Supports in place for success


Marcel Scott

Rob Peters, DVC councilor goes over some academic planning with Putri Karania, 19, a computer science major. Services availableto students was one of the judges criteria.

Nagisa Tsukada, Staff member

Diablo Valley College ranked 12th best two-year college for adult learners, according to an article in Washington Monthly’s September/October edition. 

The rank was determined by a government-sponsored survey of college students over the age of 25 from over 7,500 postsecondary schools between 2014 and 2015, according to Washington Monthly.

Jennifer Tejada, a director of the Program for Adult College Education, said DVC’s rank is reasonable.

Among the criteria of the survey were: ease of transfer/enrollment, flexibility of programs, services available for adult students, the percent of students over age 25, and tuition and fees for in-district students. 

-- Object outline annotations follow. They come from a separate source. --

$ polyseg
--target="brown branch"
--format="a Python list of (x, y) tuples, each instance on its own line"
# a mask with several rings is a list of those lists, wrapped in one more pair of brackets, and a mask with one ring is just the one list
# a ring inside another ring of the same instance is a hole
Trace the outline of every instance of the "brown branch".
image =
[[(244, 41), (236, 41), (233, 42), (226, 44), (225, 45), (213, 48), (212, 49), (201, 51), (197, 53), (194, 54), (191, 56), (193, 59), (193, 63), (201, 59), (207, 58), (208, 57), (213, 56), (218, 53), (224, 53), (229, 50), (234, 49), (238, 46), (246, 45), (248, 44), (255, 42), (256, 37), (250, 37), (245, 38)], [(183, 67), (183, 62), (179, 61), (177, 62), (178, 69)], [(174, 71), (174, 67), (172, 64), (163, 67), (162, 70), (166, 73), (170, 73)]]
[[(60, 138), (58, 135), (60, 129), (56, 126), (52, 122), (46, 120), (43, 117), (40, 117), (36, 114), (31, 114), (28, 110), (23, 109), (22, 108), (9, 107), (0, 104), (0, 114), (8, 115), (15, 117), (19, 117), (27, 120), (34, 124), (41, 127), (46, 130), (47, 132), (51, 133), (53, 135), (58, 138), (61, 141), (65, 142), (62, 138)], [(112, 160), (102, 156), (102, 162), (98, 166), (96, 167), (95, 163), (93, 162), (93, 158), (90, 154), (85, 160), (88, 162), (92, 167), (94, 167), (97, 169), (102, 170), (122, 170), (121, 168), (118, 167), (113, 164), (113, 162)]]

According to the survey, 35 percent of DVC students were over 25, which ranked 906 out of 1,178 two-year colleges. Earnings of adult students ten years after entering college was $44,300, which ranked 58 out of 1,178. Loan repayment rates of adult students five years after entering repayment was 72 percent, which ranked 125 out of 1,178. Tuition and fees for in-district students was $1248, which ranked 59 out of 1,178.

“I think that’s really good. We have a lot of programs that help all types of learners, of all ages,” Nicole Siverson, an English tutor at DVC, said.

Program for Adult College Education supports returning students who want to transfer. PACE offers returning students classes for transferring to four-year universities to earn a bachelor’s degree. PACE saves seats for the students who take classes and helps them prepare for their transfer plan.

“We offer a lot of hybrid and online classes, which means that people who have young children and need child care, people who work during the day, can take three or four classes during the semester, and not be coming to campus every single night of a week,” Tejada said.

Students taking online classes can take lectures on their own time. Flexibility of online classes help adult students who are busy or live in far from DVC.

Times for classes on campus are flexible because classes start at 8:00 a.m., and the latest classes start at 8:00 p.m. for the fall semester. Students can choose their classes based on their schedule.

Also, most on-campus classes for PACE are weekday evenings or Saturday mornings, so working students can attend classes easier.

PACE students should take offered classes to finish their program in three terms. When they don’t want to take offered classes, there is a possibility that they may not be able to enroll because those classes are not guaranteed. PACE is not flexible in terms of class choices.

Adult learners at DVC have access to the same services as younger students, such as financial aid, counseling, and tutoring.

Sarah Guzzaldo, an English tutor at DVC, said many adult students use a tutoring to deal with their classes.

“Sometimes they come in and they’re nervous because they have been gone from school for a very long time,” Guzzaldo said. “I think coming in just having somebody tell them that they’re on the right track or just giving them a hand with that kind of stuff can be really useful.”  Also, adult students often need time for “making sure they’re getting used to the school environment again.”